Settings

Here we can find the main settings that are needed for controling the code. Below, the settings are grouped as tables, you can find the counterpart code file here. However, there are another parameters that need to be specified through the commandline, as they are considered the most important paramters in our experiments, you can find a description of them here

Default Settings
Parameter Value Description
Epsilon 0.1 A parameter that prevents the BIV function from having high loss values.
Threshold 1 The cutoff or noise threshold value of the cutoffMSE loss.
Distribution rate 1 Probability function over noise variance distributions. This is to study the contribution effect of low and high noise variance distributions.
Maximum Heteroscedasticity False The largest value that the heteroscedasticity (the variance of the distribution from which we sample the noise variance) could take.
UTKFace Settings
Parameter Value Description
Path of dataset directory “./Datasets/AgePrediction/UTKFace/* UTKFace directory.
Dataset size 23708 Size of the dataset.
Train size 16000 Size of the training set.
Test size 4000 Size of the testing set.
Train batch size 256 Batch size of the training set.
Test batch size 256 Batch size of the testing set.
Features mean “./Datasets/AgePrediction/images_mean.csv” A path to the emprical mean of the training images.
Features std “./Datasets/AgePrediction/images_std.csv” A path to the emprical standard deviation of the training set.
Labels mean “./Datasets/AgePrediction/labels_mean.csv” A path to the emprical mean of the training labels.
Labels std “./Datasets/AgePrediction/labels_std.csv” A path to the emprical standard deviation of the training labels.
Wine Quality Settings
Parameter Value Description
Path of dataset directory “./Datasets/WineQuality/wine.csv” Path of dataset directory
Dataset size 6491 Size of the dataset.
Train size 4000 Size of the training set.
Test size 4000 Size of the testing set.
Train batch size 64 Batch size of the training set.
Test batch size 64 Batch size of the testing set.
Features mean “./Datasets/WineQuality/features_mean.csv” A path to the emprical mean of the training features.
Features std “./Datasets/WineQuality/features_std.csv” A path to the emprical standard deviation of the training features.
Labels mean “./Datasets/WineQuality/labels_mean.csv” A path to the emprical mean of the training labels
Labels std “./Datasets/WineQuality/labels_std.csv” A path to the emprical standard deviation of the training labels.
Bike Sharing Settings
Parameter Value Description
Path of dataset directory “./Datasets/BikeSharing/” Path of dataset directory
Dataset size 17379 Size of the dataset
Train size 14000 Size of the training set.
Test size 3379 Size of the testing set.
Train batch size 256 Batch size of the training set.
Test batch size 256 Batch size of the testing set.
Features mean “./Datasets/BikeSharing/features_mean.csv” A path to the emprical mean of the training features.
Features std “./Datasets/BikeSharing/features_std.csv” A path to the emprical standard deviation of the training features.
Labels mean “./Datasets/BikeSharing/labels_mean.csv” A path to the emprical mean of the training labels
Labels std “./Datasets/BikeSharing/labels_std.csv” A path to the emprical standard deviation of the training labels.

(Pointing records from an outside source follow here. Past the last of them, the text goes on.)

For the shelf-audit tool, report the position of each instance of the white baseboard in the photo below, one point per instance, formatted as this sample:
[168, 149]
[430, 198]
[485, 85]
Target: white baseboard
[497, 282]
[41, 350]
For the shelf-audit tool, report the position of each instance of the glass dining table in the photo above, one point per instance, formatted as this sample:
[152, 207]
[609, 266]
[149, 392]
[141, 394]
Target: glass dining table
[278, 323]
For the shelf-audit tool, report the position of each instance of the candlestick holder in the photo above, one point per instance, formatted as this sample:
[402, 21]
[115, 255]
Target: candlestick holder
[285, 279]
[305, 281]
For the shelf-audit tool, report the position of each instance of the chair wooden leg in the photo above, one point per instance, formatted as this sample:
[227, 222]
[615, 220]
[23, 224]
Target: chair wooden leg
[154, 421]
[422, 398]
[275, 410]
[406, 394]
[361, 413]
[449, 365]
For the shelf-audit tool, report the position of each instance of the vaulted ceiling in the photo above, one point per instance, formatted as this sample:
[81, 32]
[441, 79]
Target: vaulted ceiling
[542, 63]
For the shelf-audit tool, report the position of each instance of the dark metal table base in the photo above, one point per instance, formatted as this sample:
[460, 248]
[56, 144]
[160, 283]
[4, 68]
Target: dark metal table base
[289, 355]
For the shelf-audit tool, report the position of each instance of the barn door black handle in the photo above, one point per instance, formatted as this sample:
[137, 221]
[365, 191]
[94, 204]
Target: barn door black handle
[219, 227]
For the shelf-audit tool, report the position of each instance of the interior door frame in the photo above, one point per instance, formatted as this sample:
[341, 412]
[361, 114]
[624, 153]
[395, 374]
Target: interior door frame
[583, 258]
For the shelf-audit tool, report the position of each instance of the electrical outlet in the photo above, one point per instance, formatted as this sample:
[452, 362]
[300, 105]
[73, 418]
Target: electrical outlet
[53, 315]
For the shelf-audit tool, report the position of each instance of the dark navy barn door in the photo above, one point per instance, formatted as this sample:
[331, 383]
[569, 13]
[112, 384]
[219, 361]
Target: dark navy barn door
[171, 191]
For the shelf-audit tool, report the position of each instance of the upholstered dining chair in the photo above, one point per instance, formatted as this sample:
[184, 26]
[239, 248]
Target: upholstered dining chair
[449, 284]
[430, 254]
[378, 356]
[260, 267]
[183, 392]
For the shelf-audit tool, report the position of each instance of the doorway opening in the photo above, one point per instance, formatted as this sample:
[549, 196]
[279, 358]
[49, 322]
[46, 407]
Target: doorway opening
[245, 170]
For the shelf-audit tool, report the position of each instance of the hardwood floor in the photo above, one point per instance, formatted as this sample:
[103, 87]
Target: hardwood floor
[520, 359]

*Note: The above paths could be modified based on your personal setup. However, if you use our default configuration, make sure to follow the above theme.

Models Settings
Parameter Value Description
Learning rate (UTKFace) 1e-3 The learning rate of Resnet model that used with UTKFace dataset.
Learning rate (Wine Quality) 1e-2 The learning rate of vanilla ann model that used with Wine Quality dataset.
Learning rate (Bike Sharing) 1e-3 The learning rate of vanilla ann model that used with Bike Sharing dataset.
Epochs (Bike Sharing) 100 Number of training epochs for Bike Sharing dataset.
Epochs (UTKFace) 20 Number of training epochs for UTKFace dataset.